Global experiential marketing spending reached $128.3 billion in 2024, according to industry forecasting data, with 84% of consumer-facing brands planning to increase event budgets in 2026. The figure represents a structural shift in how brands allocate capital, moving incremental dollars away from traditional media buys toward live environments, pop-up activations, and curated brand touchpoints.
The spending level puts experiential marketing within range of global television advertising, which totaled approximately $159 billion in 2024. Brand spending on experiences now exceeds combined outlays on print and outdoor advertising. The 84% figure planning increases for 2026 suggests acceleration rather than plateau, with brands treating experiential not as a tactical line item but as core customer acquisition and retention infrastructure. Consumer marketers are leading the shift, building permanent event teams and dedicated venue partnerships rather than campaign-based activations.
This matters because the reallocation creates second-order demand in adjacent luxury and premium sectors. Yacht charters, for instance, are projected to grow from $8.4 billion in 2024 to $12.1 billion by 2030, driven partly by brands chartering vessels for executive retreats and influencer programs. Scenic's acceptance into Virtuoso's Americas network and the Jordan Tourism Board's embassy-led promotional push in 10 capitals both reflect the same underlying dynamic: destinations and operators positioning for brand partnerships and corporate experience budgets, not just consumer leisure bookings.

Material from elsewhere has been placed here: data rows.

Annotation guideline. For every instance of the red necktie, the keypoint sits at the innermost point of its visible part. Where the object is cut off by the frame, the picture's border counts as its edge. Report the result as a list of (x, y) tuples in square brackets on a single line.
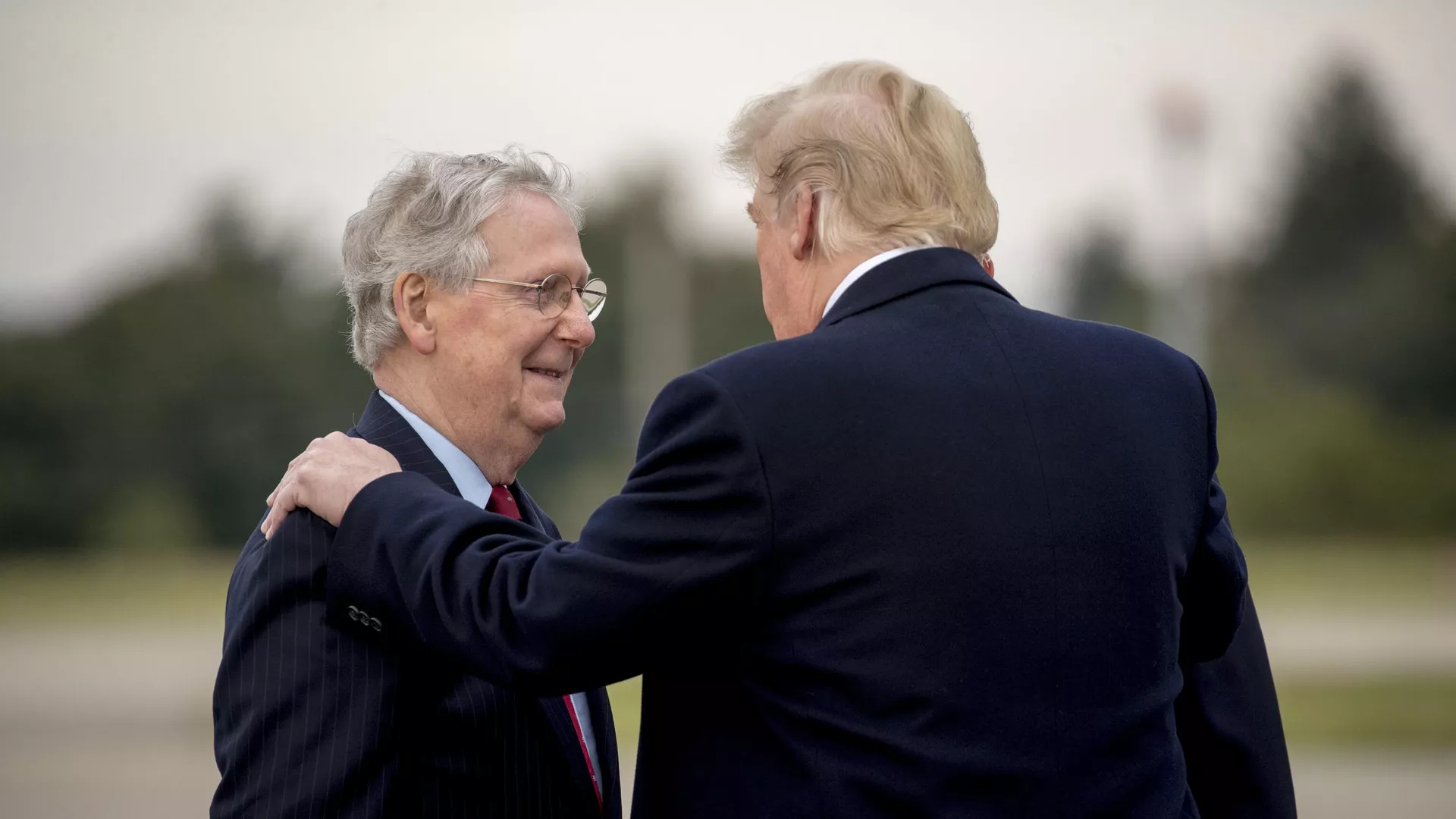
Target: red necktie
[(504, 503)]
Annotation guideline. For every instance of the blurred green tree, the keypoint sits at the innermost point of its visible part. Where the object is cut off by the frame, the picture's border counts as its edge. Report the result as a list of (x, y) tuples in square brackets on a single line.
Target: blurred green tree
[(1104, 283), (1357, 281)]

The hospitality development implications are cleaner than they appear. Brands need venues that photograph well, offer exclusivity without excess permitting friction, and sit within 90 minutes of major airports. Properties built or repositioned to serve this demand secure higher revenue-per-available-room than comparable leisure-only assets, because corporate event contracts lock in minimum spends and shoulder-season occupancy. Family offices evaluating hotel acquisitions should model a 15-20% experiential revenue layer on top of traditional STR comps for properties in gateway markets with activatable outdoor or terrace space.
Operators should watch Q3 2025 event platform earnings calls for guidance on 2026 bookings, which will confirm or soften the 84% budget-increase figure. Heritage luxury houses are expected to announce dedicated experience divisions by year-end 2025, formalizing what has been ad hoc spend. Any pullback in consumer discretionary spending would hit experiential budgets faster than traditional advertising, making the $128.3 billion figure a high-water mark unless GDP growth remains above 2.1% in OECD markets.
The Jordan Tourism Board's push into 10 embassy capitals is the tell. Governments now compete for the same corporate event budgets that luxury operators chase, because a three-day brand activation in Amman delivers more economic multiplier than a thousand individual tourist arrivals.
The takeaway
Experiential marketing's $128.3B spend and 84% planned increases reallocate brand dollars to live environments, creating structural demand for event-capable hospitality assets and destination partnerships.